Drogula suggests that Cato’s inability to compromise with men like Caesar, and ultimately with Caesar himself, was the cause of more and more aggressive moves to consolidate political power. According to Drogula, instead of nobly and sternly opposing an imminent danger that he discerned with shrewd foresight, Cato helped create the crisis. Here Drogula deploys a kind of abuser’s logic, as if Caesar could say, “Look what you made me do, Cato.” The consequence of this logic is appeasement; Drogula suggests that had Cato sated Caesar’s desire for power by strategically compromising, then the civil war and with it the death of the Republic would have been delayed, if not entirely averted. Drogula cannot exactly argue this point, as it is based on a counterfactual, but he fails even to substantiate its probability.

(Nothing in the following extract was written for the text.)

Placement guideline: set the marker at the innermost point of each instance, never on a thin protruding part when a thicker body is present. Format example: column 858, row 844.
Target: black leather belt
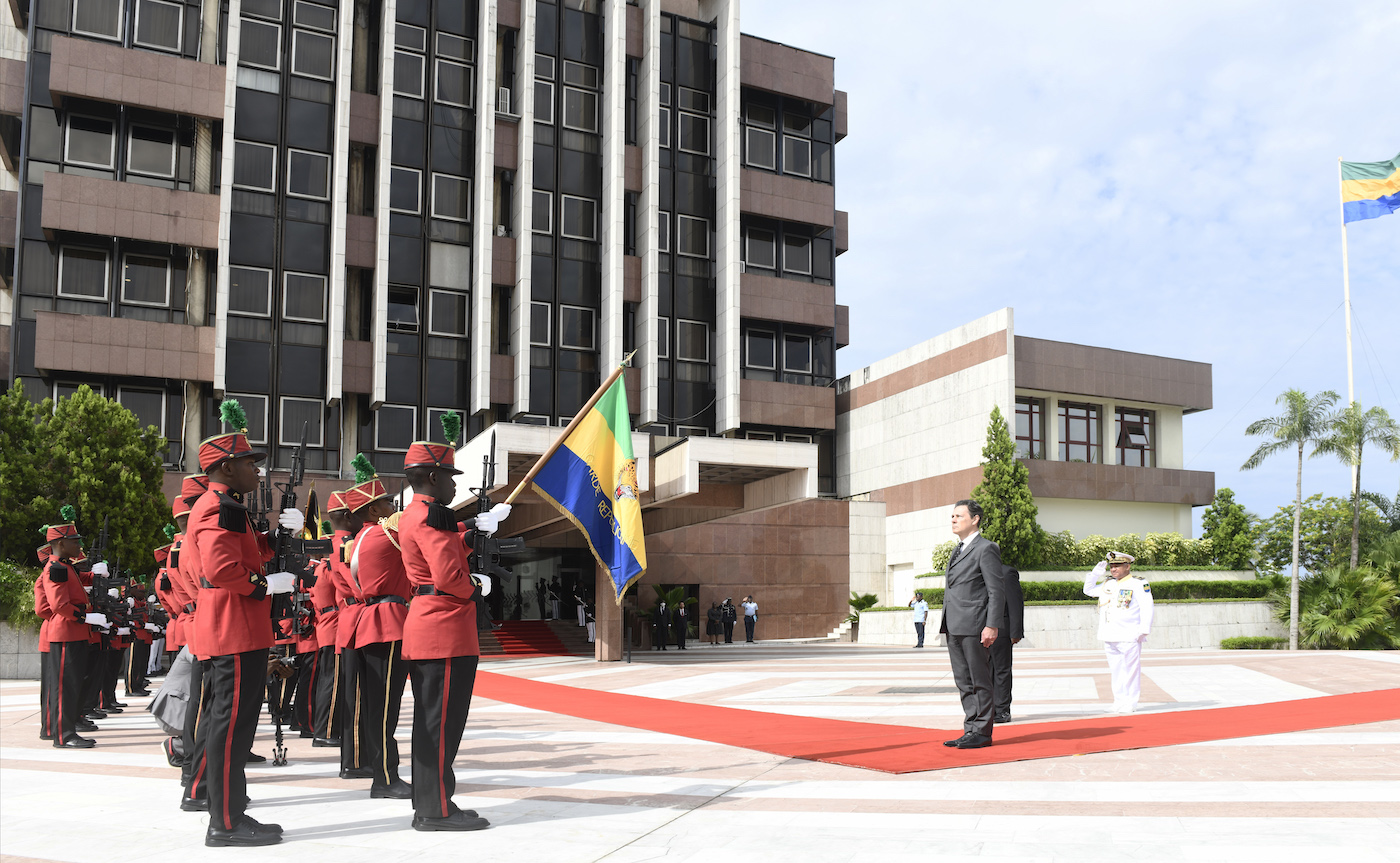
column 387, row 598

For example, Drogula grounds Cato’s inability to compromise with Caesar in a long-standing hatred that Cato held for Caesar, a hatred that Drogula intimates was itself due to little more than personal contempt. But this inference is based on a lack of evidence rather than a positive indication; Drogula does not entertain the possibility that Cato detected Caesar’s rapacious ambition from the beginning. In fact, Drogula never has a bad word against Caesar and never mentions other sources that note Caesar’s desire for power. Cato weeps at the sight of the Romans killed in civil strife; Caesar weeps only upon reading of Alexander’s conquests. There is little reason, and it is likely Cato saw little reason, for thinking that appeasing Caesar would have saved the Republic.
To return to the essai on Cato the Younger, Montaigne spends a moment to revile those who delight in diminishing the great men of the past:
I observe most of the wits of these times pretend to ingenuity, by endeavouring to blemish and darken the glory of the bravest and most generous actions of former ages, putting one vile interpretation or another upon them, and forging and supposing vain causes and motives for the noble things they did: a mighty subtlety indeed!
Drogula does not quite earn Montaigne’s wrath. In his biography, Drogula never downplays Cato’s strength, discipline, and resolve. Cato’s inflexibility is always in service of what he sees as the good of the Republic and her citizens. And despite Drogula’s hesitancy to ascribe to Cato the virtue of prudence in addition to courage and self-control, the reader comes away with a rich picture of a statesman devoted to his regime even unto its end.